The U.K. arm of Spotify bounced back into profitability last year, fueled by strong growth in subscription sales.
According to the company's latest set of financial results, which cover the year 2015, total revenues climbed to £187 million ($228 million), up from £159 million ($194 million) the previous year. Subscription sales accounted for the bulk of revenues, totaling £172 million ($210 million), up from £119 million ($146 million) in 2014.
They were offset in a slight fall in advertising sales, which dropped from £11.1 million to £10.8 million, and a rather more substantial decrease in "intercompany services" within the Spotify group, which tumbled from £28 million ($34 million) to £4 million ($4.9 million).
In line with the growth in subscription revenues, payments to rights holders and record labels climbed to £149 million ($182 million) from £124 million ($151 million) in 2014. Distribution costs fell from £8.5 million ($10 million) to £3.2 million ($3.9 million).
Total year-end profit after taxation stood at £1.2 million ($1.5 million), compared to the same sized loss that was posted the previous year. A spokesperson for the company declined to comment.
"2015 was a big year for Spotify and we had some very significant successes," said Spotify U.K. co-director Barry McCarthy in a statement included in the Companies House filing.
"The company's primary focus is to continue its rapid growth and increase the number of users and subscribers in the U.K. It is crucial that Spotify continues to build on the success which has seen the company emerge as the largest and fastest growing music subscription service of its kind worldwide," continued McCarthy, who was appointed director of Spotify U.K. on January 1 this year, replacing the previous incumbent and company founder Daniel Ek. Spotify U.K.'s other director is listed as Angela Claire Mary Watts.
The market leading company -- which announced in September that it had 40 million paid subscribers worldwide, up from 30 million just six months previously -- is currently preparing for its IPO, which sources peg for late 2017.

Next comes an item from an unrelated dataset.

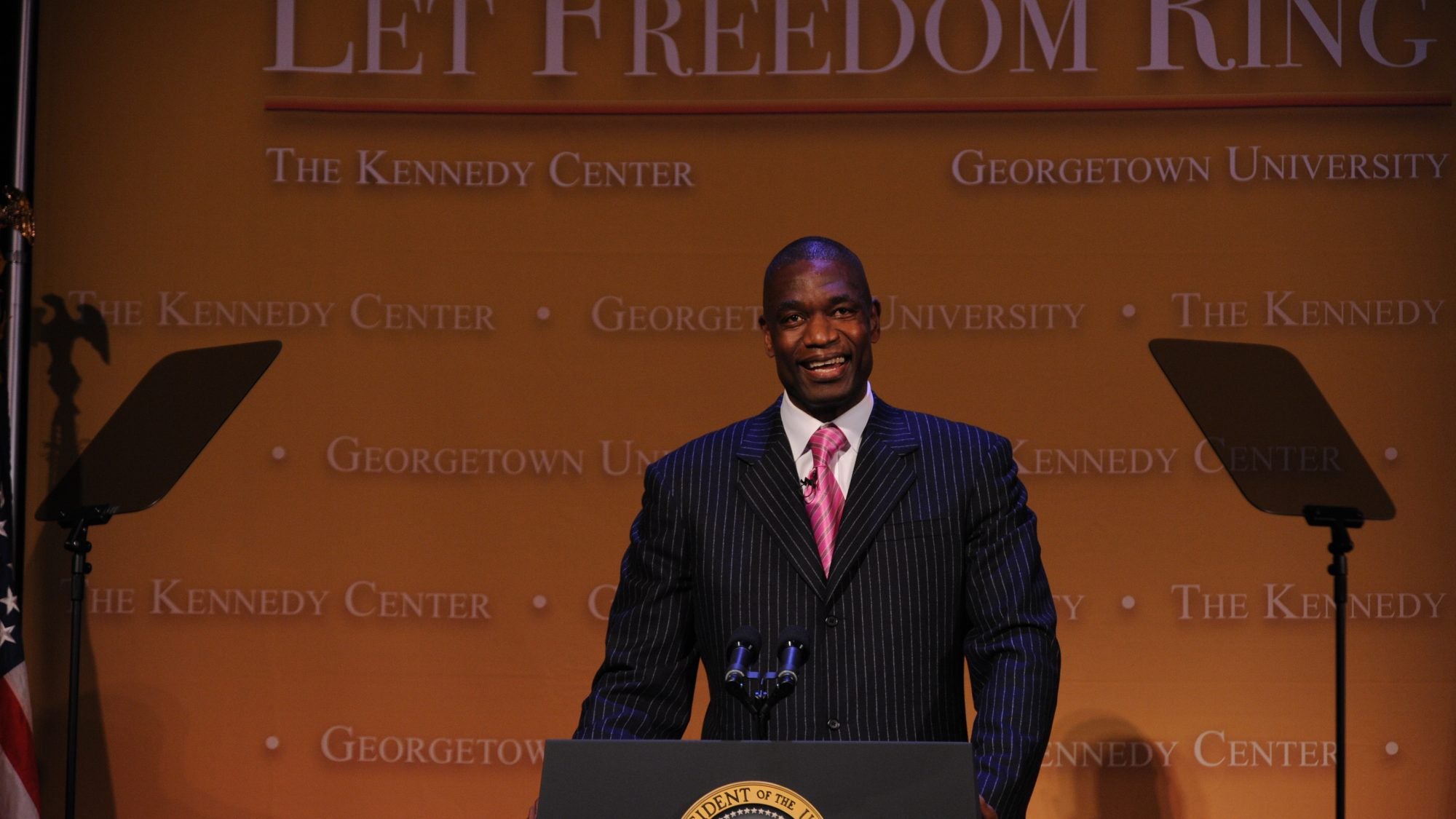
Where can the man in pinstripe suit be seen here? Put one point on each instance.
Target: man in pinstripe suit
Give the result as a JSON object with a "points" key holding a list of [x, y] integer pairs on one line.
{"points": [[934, 563]]}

The strong financial results for the London-registered British arm of Spotify come 24 hours after it was announced that Martin Lorentzon, one of Spotify's co-founders was stepping down as the company's chairman. Going forward, Daniel Ek, the public face and CEO of the company, will be adding Lorentzon's title to his own, while Lorentzon will remain on the board of directors.
The results also arrive as rival Pandora prepares to launch its own all-you-can-eat streaming service, and two day after online retailer Amazon unveiled a three-tiered service aimed at its massive -- and possibly streaming-shy -- customer base.